Though Dumfries writer Josie Neill is celebrating the publication of her first poetry collection at the age of 86, it is the product of a long writing career. She has been anthologised, and was one of the readers at the 70th birthday celebration of Galloway poet Willie Neill (no relation) alongside Norman MacCaig and Iain Crichton Smith. Hugh McMillan at Drunk Muse Press has worked with her to recover these poems from drawers, old audio recordings and from her memory, believing her to be an important voice in Scottish writing, particularly in the Scots language.

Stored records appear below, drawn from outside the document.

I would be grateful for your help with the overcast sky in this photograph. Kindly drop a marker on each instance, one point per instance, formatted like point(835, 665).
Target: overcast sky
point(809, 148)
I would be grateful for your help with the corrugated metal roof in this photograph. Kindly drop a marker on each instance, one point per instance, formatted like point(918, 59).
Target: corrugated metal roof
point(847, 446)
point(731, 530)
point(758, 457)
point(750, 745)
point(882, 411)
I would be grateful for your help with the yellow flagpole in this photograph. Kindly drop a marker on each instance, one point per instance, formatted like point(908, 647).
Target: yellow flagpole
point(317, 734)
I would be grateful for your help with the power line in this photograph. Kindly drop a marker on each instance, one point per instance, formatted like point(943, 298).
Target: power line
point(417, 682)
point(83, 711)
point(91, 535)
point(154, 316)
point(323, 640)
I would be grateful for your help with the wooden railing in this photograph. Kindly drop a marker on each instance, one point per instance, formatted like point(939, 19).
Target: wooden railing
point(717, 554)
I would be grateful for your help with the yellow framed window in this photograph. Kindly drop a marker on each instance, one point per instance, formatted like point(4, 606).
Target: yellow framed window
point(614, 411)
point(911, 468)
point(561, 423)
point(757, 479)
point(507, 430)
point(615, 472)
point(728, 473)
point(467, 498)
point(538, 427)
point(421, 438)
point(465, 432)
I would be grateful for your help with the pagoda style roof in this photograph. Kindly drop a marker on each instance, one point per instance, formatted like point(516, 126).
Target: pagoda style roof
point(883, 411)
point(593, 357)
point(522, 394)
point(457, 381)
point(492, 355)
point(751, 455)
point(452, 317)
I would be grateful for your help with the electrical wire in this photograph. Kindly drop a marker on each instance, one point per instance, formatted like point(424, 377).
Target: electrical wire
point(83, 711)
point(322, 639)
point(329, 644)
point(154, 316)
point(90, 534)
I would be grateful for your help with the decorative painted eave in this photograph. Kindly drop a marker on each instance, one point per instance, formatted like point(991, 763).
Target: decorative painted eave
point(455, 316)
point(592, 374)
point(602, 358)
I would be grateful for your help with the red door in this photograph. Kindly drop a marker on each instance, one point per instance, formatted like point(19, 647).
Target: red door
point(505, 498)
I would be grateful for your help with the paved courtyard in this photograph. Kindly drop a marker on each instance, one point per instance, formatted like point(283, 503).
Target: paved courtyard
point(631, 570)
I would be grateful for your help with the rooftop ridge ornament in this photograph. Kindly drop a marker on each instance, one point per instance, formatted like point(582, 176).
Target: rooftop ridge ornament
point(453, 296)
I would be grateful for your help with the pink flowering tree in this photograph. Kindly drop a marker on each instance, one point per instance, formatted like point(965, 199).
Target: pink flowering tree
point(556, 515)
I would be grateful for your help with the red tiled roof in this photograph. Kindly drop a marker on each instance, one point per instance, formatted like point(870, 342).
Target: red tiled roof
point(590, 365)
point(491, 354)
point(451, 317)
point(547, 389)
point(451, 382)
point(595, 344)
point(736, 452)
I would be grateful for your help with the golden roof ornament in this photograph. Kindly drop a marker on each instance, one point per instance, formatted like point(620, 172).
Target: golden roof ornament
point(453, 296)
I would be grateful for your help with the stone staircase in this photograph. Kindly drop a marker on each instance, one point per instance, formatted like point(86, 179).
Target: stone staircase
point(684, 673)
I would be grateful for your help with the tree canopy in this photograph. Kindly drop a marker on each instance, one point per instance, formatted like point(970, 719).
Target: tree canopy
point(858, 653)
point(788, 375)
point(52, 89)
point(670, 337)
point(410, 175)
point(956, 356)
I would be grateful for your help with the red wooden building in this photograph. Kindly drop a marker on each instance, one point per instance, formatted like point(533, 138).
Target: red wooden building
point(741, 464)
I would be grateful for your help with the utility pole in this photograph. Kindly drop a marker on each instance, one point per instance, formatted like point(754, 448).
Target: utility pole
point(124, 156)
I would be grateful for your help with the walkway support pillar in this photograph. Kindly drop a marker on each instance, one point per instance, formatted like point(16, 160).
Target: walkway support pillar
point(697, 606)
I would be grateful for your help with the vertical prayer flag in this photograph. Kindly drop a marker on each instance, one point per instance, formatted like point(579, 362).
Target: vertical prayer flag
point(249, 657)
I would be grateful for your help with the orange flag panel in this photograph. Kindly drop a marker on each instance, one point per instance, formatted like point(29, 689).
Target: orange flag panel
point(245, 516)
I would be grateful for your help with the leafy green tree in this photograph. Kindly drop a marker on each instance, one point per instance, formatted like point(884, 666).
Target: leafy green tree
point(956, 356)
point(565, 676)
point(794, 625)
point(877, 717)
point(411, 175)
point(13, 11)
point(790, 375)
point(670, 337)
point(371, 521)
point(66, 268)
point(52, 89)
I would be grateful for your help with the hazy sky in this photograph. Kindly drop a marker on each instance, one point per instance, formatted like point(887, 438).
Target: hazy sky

Although Neill spent much of her life in Dumfries, where she was a teacher, she grew up in the Ayrshire mining village of Muirkirk. Many of her poems evoke that: sky which “flaps in battered banners”, miners coming home from the pit, “their dazzing teeth, their swagger, sturdy limbs”. This is less nostalgia than a deep mining of the past, fixing it to the page in vivid nuggets of memory.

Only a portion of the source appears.